Attraversare la strada. Risparmiare soldini. Bambina grande…
Charlie decise di fare del proprio meglio per coinvolgere Lisa nelle delizie dello zapping.
Il monolite incombeva su di lei. La guglia sulla sommità era simile alla punta di una lancia che perforava il cielo.
LuAnn Tyler non ebbe né il tempo né la possibilità di ammirare la temeraria architettura dell’Empire State Building. Il braccio estraneo venne a infilarsi sotto il suo nell’attimo stesso in cui lei scendeva dal taxi.
— Da questa parte.
Una voce d’uomo levigata, confortante. Ma anche del tutto raggelante.
— Facciamo due chiacchiere.
LuAnn si liberò dalla stretta. L’uomo era alto, dalle spalle larghe. Folti capelli scuri intorno a un volto rasato di fresco, occhi neri pieni di determinazione.
— Cosa vuoi da me? — Adesso che LuAnn poteva vederlo, la sua paura sembrò diminuire.
— La sai una cosa, signorina Tyler — disse Anthony Romanello gettando un’occhiata intorno — perfino a New York finiremmo con attirare l’attenzione facendo questo genere di conversazione qui in strada. Lo vedi quel bar sull’altro marciapiede? Suggerisco di fare là la nostra chiacchierata.
— Perché?
— Perché tu hai letto sia il mio bigliettino sia l’articolo su quel giornaletto di provincia. — Romanello incrociò le braccia e le offrì un sorriso mellifluo. — Altrimenti non ti troveresti qui.
— Li ho letti. — LuAnn fece uno sforzo per mantenere ferma la voce.
— Allora muoviamoci.
— E tu che diavolo c’entri? Spacci anche tu droga?
Il sorriso svanì dal volto di Romanello. — Ora stammi a sentire…
— Io non ho ammazzato nessuno — dichiarò LuAnn con durezza.
— Abbassa la voce, cazzo!
LuAnn lo folgorò con un’occhiata. Poi si girò e cominciò ad attraversare la strada, puntando verso il bar. Romanello la seguì da vicino.
Si sedettero a un tavolo verso il fondo del locale, nella parte meno illuminata.
Romanello ordinò del caffè. Con fare ospitale, tese a LuAnn il menù. — Mangi un boccone?
— Mangiatelo tu, il boccone.
— E va bene, piantiamola con i preamboli e veniamo dritti al punto…
— Tu come ti chiami?
La domanda colse Romanello in contropiede. — Perché?
— Dammene uno. Da queste parti sembra che hanno tutti un nome inventato.

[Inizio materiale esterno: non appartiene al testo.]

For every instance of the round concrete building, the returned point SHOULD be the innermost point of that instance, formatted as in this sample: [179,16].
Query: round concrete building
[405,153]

— Di che accidenti vai… — Romanello s’interruppe, ci pensò su e fece retromarcia. — D’accordo, chiamami Arcobaleno.
— Ma che carino, tutto colorato. Mai visto un arcobaleno come te prima di oggi.
— Ed è qui che ti sbagli — gli occhi di Romanello si accesero di un lampo avido. — Perché c’è sempre una pentola piena d’oro alla fine dell’arcobaleno.